Tend to somewhat agree. I personally would go with an investment (either fund or directly) in Germany (only particular cities) or with certain stocks but the advice above is also good if you pay particular attention to the location of the property. You may want to check out www.scs.ie (will be on tomorrow) which speaks about market segmentation ; that property rises/falls will depend on location foremost.

There was an article (cant find it at the moment) where several Economists , Leading financial institutions were giving advice on possible good investments for 2007. Think it was the Irish Times. That might be worth checking out. With regards to Property, as far as i remember, they all mentioned Location as a very important key when choosing to purchases. (as far as protecting your investment)
 
How strong were you at maths in school?


OK look...

I know that this is an investment forum and every dog in the street knows that Irish residential property is a nervy place to invest your money at the moment.

But consider this..

1. Rob has saved like crazy to build up 60k and earn 40k in shares in his employer's company. Rob does not want to risk that money in the stock market or other medium to high risk investments.
2. If Rob cashed in the shares (40% of his assets tied up in his employer's fortunes is too high by any standard) and put all his money into Northern Rock at 4.15% after three years he will have 110,294. Let's say he messes about with high interest accounts and gets that up to 112,000. A 12,000 profit.
3. If he buys an apartment for 350,000 and borrows the 250k. The apartment only has to rise in value by 1% per annum to give Rob a 10,605 profit after 3 years.
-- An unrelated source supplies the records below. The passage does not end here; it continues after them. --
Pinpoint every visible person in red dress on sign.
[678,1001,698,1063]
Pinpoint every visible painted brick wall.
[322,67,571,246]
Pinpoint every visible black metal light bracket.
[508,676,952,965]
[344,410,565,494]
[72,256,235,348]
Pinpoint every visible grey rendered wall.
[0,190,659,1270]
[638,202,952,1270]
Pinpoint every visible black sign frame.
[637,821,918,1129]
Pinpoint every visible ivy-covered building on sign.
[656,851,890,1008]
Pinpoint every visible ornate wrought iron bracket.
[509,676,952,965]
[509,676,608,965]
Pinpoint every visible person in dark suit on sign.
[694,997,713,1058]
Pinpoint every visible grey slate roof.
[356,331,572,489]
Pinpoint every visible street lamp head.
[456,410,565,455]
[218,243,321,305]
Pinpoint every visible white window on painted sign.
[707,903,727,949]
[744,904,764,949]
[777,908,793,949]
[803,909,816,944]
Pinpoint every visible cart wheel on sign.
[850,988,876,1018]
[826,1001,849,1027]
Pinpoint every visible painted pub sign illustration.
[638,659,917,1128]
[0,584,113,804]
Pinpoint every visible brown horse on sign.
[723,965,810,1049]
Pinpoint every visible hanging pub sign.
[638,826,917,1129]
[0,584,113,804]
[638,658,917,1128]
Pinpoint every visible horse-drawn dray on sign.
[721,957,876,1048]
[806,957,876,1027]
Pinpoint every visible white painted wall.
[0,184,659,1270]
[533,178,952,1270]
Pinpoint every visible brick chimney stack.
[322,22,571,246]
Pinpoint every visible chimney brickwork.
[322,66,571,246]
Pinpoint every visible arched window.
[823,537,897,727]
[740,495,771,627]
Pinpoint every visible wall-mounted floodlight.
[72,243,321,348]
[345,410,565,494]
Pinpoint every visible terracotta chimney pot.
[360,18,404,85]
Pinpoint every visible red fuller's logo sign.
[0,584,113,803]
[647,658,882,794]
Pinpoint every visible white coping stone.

A 1% rise in value per annum for 3 years is a pretty appalling return and a drop in value in real terms.

I know that Rob has legal fees, fit out costs and even if he rents a room will be paying more for the mortgage than he is for rent at the moment. My point is only that saving cash into a bank account to try to beat the housing market like walking up the down escalator - one step forward, two steps back..
 
You forgot to tax the disposal of the shares. Without knowing how they were obtained, you cannot assume that €100k is the initial deposit.
 
Markjbloggs,

In the initial post he says that the 40k figure is all his, no taxes owed, so I presume that is a net figure. Anyway you are nitpicking (is that a word?).

I would be interested to hear any views on which option is the best one for Rob right now.

A) Put 100k on deposit in the hope that Irish residential property will fall in price over the next few years and buy at the reduced price.

B) Buy the house now in the belief that even marginal gains will outpace bank interest.

C) Let's say there is no C for the sake of the discussion.